Most students present as prerequisites one of the following pairs of courses: (1) Any two HUM-designated courses (e.g., HUM 346, Introduction to Digital Humanities); (2) HUM 216-217 or 218-219, Interdisciplinary Approaches to Western Culture; (3) HUM 233-234, East Asian Humanities; or (4) HUM 247-248, Near Eastern Humanities. While these are the usual ways to fulfill the prerequisite, any 200- or 300-level HUM designated course may serve as a prerequisite. If a student wants to fulfill the prerequisites with other courses, they must submit syllabi of the two courses they are proposing as prerequisites.
Plan of Study
In addition to the two prerequisites, students complete six additional courses, four of which must be explicitly interdisciplinary in intellectual focus. (In most cases, these courses may also be used to fulfill departmental requirements; students must attain approval from their director of studies.) The remaining two courses are chosen in consultation with the program adviser and tailored to the student's individual plan of study. In these courses, students are expected to forge their own interdisciplinary connections and pursue them in written work. One of the six courses is a team-taught capstone seminar created specifically for certificate students. Program students must also complete either an interdisciplinary senior thesis in their home department or an interdisciplinary research paper written specifically for the program.
Students pursuing the certificate chart individualized pathways guided by their intellectual interests and commitments. In consultation with the program adviser, applicants to the program propose a curriculum for their junior and senior years that combines the requirements of their home departments with courses best suited to develop their interests. Here are five examples of pathways followed by students in humanistic studies; we invite you to invent your own.
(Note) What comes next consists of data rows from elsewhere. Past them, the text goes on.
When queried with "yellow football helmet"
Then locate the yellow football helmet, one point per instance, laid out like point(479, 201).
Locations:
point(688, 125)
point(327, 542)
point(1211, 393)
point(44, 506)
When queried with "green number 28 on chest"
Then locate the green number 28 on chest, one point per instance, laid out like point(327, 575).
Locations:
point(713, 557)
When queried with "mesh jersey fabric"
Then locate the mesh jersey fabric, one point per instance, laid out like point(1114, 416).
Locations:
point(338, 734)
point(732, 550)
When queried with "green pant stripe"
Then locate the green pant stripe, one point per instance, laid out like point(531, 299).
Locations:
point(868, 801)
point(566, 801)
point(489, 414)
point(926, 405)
1. Bridges within the humanities and arts. Students on this path have deepened their study of one particular partnership among the possible combinations of religion, philosophy, history, literature, and the arts.
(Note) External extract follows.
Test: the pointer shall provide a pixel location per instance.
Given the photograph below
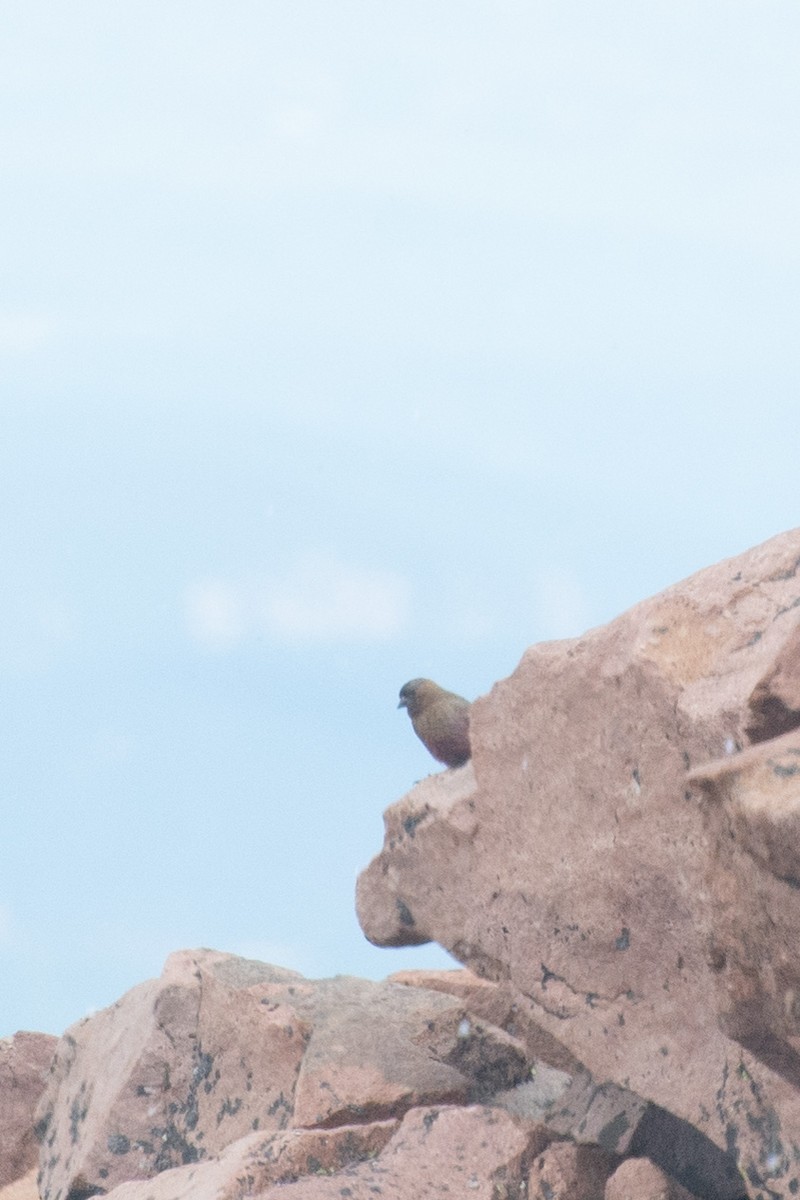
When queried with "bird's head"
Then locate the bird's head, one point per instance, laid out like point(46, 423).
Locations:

2. Bridges between the humanities and related social sciences. Students on this path have focused on the intersections between a specific branch of the humanities and a neighboring field of anthropology, sociology, or politics.
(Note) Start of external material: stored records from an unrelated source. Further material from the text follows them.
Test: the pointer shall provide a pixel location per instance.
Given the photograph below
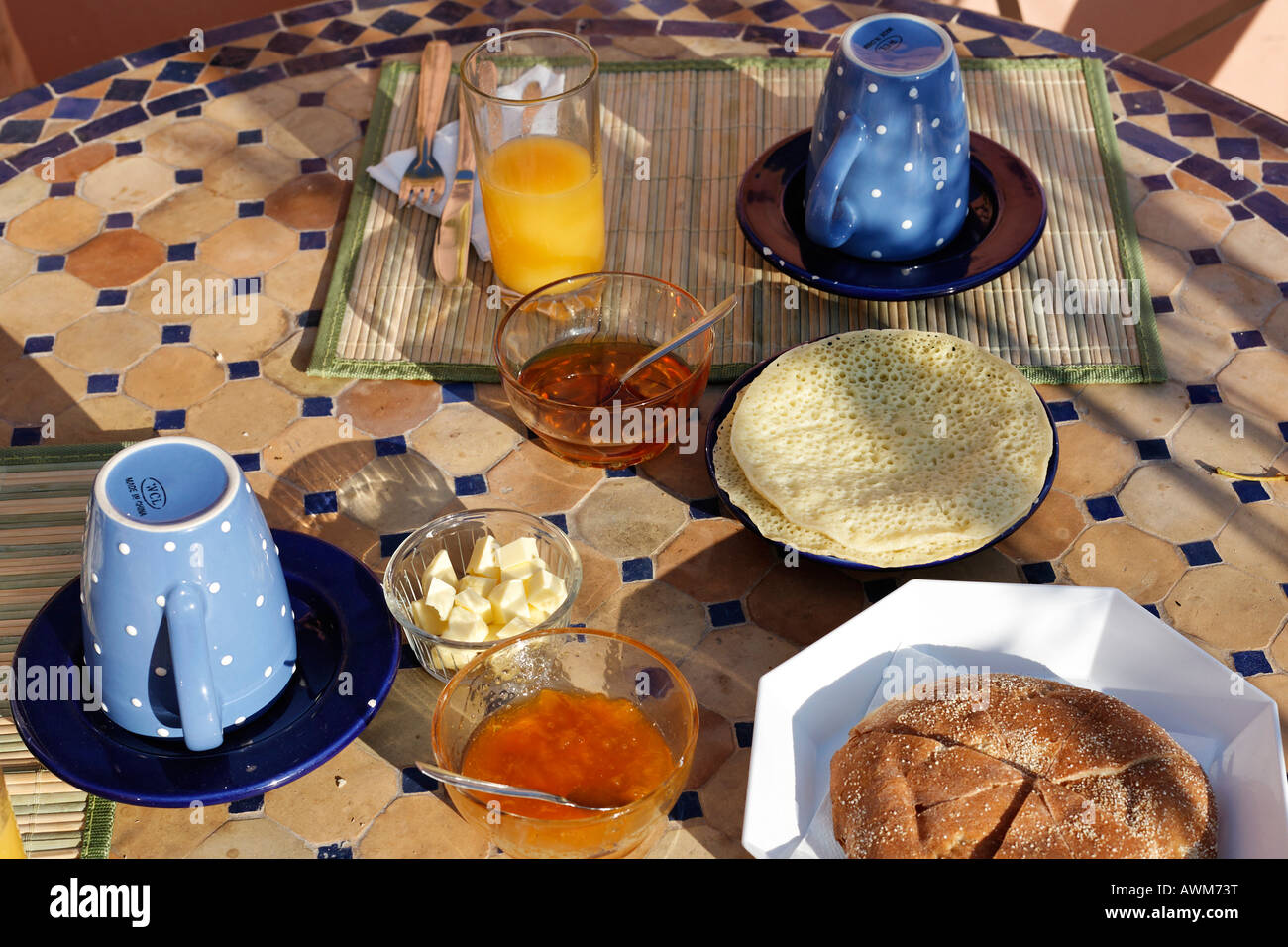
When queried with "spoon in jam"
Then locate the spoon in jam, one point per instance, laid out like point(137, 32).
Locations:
point(501, 789)
point(713, 315)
3. Intercultural studies. Students have illuminated their study of one culture with comparative approaches to other areas of the world, for example, or have studied one or more regions through various methodologies. To enhance their intercultural studies, program students have benefited from participating in global seminars or other study abroad opportunities.
4. Bridges between the humanities and the sciences. These students, while concentrating in the humanities or social sciences, have explored links to cognitive science, environmental studies, or other sciences.
5. Digital approaches to the humanities. Students in this group, with or without a background in computer science, have learned how new media and new technology empower us to ask new kinds of questions and forge new kinds of knowledge.
HUM 470, Interdisciplinary Studies in the Humanities, is the required capstone seminar. This team-taught course varies from year to year, depending on the focus of the faculty team. Typically these courses are a site of innovation and experimentation, offering cutting-edge, hands-on experience with new constellations of texts, objects, and images.